The law on carriage of goods is a well-harmonized area of international law – a streamlined set of rules that allows cargo owners and carriers to save valuable time and resources. While freight forwarders are an important element of every consignment it is surprising that many elements of forwarder’s liability are still regulated by national law.
And in some important ways, forwarder’s liability differs in Latvia from that in other countries.
Freight forwarders tend to have dual liability. Unless the parties have expressly agreed otherwise, the forwarder may either be liable only for its own mistakes or may assume the liability of other parties that have been involved in the consignment by the forwarder.
Generally, a forwarder’s liability is limited to arranging the consignment in a diligent and prudent manner. However, under Latvian law forwarders also assume the liability of other parties involved in the consignment if the forwarder has expressly or impliedly assumed the liability of the carrier; the forwarder determined the fee for a carriage; the forwarder issued a consignment note in its own name; or the carriage takes place exclusively via road transport.
These conditions for extended forwarder liability can be easily met. Forwarders often set the carriage fees, exclusively use road transport, or otherwise engage in carrier functions that give rise to implied liability. As a result, in most occasions forwarders assume the full liability of carriers, warehouse operators, and other parties involved in a consignment.
The law limits the maximum amount of forwarder’s liability to 8.33 special drawing rates (SDR) for each gross mass kilogram of freight. What is peculiar about forwarder’s liability under Latvian law, however, is that the liability limit operates irrespective of the type of carriage used for the consignment. That means that when the carriage takes place by means of transport that has higher or lower liability limits, the forwarder may have a higher or lower liability limit than the limit used for the particular industry. For example, if the loss of cargo occurs within an air consignment, then the forwarder’s liability will remain capped at 8.33 SDR instead of the 19 SDR for each gross mass kilogram that is the liability limit for air transport.
These liability limits apply only to cases of cargo loss or damage, but not to cases of delayed delivery, in which the forwarder may potentially be liable for the full amount of the loss. This conflicts with the overall transport industry standard, in which carrier liability is limited to the amount of the fee received for the carriage.
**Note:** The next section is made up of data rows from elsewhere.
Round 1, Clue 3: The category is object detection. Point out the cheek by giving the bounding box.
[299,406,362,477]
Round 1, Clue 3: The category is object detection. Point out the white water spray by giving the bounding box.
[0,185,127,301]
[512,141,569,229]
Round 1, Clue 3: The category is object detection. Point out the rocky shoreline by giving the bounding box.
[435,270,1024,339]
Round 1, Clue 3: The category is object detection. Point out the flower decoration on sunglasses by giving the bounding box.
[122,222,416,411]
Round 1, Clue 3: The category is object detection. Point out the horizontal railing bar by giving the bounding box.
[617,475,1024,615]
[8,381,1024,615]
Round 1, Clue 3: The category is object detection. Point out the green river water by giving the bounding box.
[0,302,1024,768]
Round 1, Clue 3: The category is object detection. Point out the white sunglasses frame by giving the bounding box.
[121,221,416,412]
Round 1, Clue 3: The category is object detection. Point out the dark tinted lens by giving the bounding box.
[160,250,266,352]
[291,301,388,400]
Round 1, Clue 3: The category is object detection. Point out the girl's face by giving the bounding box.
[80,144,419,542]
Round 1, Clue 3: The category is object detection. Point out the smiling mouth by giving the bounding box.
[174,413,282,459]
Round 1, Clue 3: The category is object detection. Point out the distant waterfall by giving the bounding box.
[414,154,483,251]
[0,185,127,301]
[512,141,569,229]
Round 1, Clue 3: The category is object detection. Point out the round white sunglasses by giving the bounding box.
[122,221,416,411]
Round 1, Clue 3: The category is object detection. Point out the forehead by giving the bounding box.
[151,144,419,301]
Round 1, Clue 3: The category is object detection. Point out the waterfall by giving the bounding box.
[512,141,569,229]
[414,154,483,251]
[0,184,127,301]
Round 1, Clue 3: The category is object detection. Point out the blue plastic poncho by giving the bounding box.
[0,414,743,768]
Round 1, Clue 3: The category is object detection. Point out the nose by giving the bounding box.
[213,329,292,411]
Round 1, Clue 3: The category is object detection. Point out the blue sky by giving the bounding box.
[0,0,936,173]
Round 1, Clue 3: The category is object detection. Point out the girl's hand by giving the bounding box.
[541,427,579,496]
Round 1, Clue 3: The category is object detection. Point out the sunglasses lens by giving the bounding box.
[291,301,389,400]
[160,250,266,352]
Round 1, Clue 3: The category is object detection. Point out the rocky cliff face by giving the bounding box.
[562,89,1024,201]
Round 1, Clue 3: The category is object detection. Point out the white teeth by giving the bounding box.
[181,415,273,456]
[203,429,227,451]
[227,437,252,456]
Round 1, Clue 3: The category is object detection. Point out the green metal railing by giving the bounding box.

Where the consignor has not set a specific cargo delivery deadline, the forwarder shall be responsible for the delivery of the cargo within a reasonable time. On the other hand, if a specific delivery deadline was set by the consignor, then the forwarder shall be liable for any delay that could have been avoided by an honest and careful merchant. That means that the forwarder must follow a very high degree of care and may become liable for any negligence or wilful misconduct that contributed to the failure to meet the agreed-upon delivery date.
Similarly, as in other countries, Latvian law provides that claims against forwarders expire within one year, except for claims of wilful misconduct or gross negligence, which expire in three years. Recent case law from Latvia’s Court of Appeal has provided valuable guidance as to what actions of a forwarder may constitute gross negligence under Latvian law.
In the matter considered by the court the cargo was delivered late and part of the cargo was stolen when the carrier’s vehicle experienced technical problems during the carriage. Even though the carrier informed the forwarder about the need to carry out roadside repairs, the forwarder ignored this information for over one month. The court established that the forwarder’s degree of care required the forwarder to engage proactively with the carrier and facilitate the safe delivery of the cargo. The court held that the forwarder’s failure to demonstrate any interest in the carrier’s technical difficulties qualified as gross negligence.